Sam's blog
April 15, 2023

exFAT data recovery

Posted on April 15, 2023  •  15 minutes  • 3144 words

A simple mistake

While testing the effectiveness of a faster SD card on NixOS build times, I overwrote the first 16 GiB of my PSVita SD card. Without going into the specifics, I made a typo and lost the backup of those first 16GiB.

This could’ve been avoided by making the backup image readonly:

$ chmod -w vita.img
$ dd if=/dev/sdi of=vita.img
dd: failed to open 'vita.img': Permission denied

Recovery

The SD card is relatively large at 256GiB, however most of that is dumped games. I do have a backup from a week ago, so all that I am missing is a couple save games.

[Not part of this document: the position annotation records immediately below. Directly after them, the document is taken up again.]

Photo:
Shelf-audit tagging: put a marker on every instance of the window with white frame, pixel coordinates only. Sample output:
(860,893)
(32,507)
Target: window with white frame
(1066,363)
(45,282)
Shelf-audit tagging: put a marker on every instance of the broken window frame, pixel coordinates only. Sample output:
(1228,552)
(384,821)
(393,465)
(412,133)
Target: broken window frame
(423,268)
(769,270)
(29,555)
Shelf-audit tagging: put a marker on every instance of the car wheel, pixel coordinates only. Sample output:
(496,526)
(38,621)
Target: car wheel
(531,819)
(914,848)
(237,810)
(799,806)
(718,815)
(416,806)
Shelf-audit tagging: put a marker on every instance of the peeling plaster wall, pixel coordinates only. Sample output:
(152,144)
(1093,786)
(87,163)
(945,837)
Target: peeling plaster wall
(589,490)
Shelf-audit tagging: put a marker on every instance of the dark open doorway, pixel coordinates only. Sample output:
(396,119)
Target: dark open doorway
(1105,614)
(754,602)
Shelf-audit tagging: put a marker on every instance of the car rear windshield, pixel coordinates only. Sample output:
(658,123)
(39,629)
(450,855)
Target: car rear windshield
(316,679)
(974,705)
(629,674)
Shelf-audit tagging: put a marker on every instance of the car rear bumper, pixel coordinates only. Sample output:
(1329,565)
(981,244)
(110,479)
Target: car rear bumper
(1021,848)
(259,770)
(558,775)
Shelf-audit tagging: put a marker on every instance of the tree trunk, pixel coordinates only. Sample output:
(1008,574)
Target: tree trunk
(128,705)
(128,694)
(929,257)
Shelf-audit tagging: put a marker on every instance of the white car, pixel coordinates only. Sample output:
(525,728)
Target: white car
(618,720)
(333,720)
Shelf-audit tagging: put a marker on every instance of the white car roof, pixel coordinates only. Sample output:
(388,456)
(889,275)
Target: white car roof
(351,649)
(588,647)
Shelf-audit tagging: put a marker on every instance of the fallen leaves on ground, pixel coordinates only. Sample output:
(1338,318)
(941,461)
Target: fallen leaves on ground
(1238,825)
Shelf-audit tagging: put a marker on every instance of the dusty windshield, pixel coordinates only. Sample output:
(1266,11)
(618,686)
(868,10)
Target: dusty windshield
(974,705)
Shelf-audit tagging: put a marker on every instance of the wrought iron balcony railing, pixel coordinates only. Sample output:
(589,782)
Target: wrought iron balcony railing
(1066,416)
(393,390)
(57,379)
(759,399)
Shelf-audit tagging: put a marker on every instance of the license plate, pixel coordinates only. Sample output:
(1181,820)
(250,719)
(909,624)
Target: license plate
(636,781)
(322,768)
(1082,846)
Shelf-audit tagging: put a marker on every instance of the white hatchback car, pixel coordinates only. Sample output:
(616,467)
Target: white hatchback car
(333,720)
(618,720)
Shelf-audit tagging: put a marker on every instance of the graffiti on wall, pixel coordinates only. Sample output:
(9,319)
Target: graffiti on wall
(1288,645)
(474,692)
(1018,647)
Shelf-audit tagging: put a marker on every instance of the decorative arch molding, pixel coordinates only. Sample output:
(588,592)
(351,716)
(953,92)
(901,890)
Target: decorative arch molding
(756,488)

Assuming not much fragmentation occurred, these should be somewhere in the middle of the data, so losing the first 16 GiB likely didn’t damage anything important. However, the first few sectors of exFAT holds crucial information.

What even is exFAT?

exFAT is a filesystem which stands for Extensible File Allocation Table, the file allocation table is how it deals with fragmentation. A filesystem is nothing more than a specification of how to interpret one contiguous block of data as separate files, luckily Microsoft made the specification public in 2019. Microsoft’s docs are pretty awful to navigate so I would recommend the docs on ChaN’s site: http://elm-chan.org/docs/exfat_e.html

You might have wondered what the sector size is when formatting a drive, essentially it’s the size of the blocks that the filesystem works with (exFAT calls them clusters, but I will keep calling them blocks). Any file larger than that needs to be split up across multiple blocks (this is called fragmentation).

The blocks are either data from a file or metadata. There are multiple kinds of metadata, but I’m only interested in directory listings - which contain a list of files/directories, and where to find them. While it’s technically impossible to tell metadata blocks apart from actual file data, file data is unlikely to be valid metadata, especially since the save data is encrypted (thanks Sony).

The root directory of the filesystem is a directory listing, it’s usually found near the beginning of the drive, so it is most certainly missing from my data.

Guessing the sector size

The size of the blocks is at the beginning of the drive, along with other important information about the filesystem. However, it can be guessed by looking at the data.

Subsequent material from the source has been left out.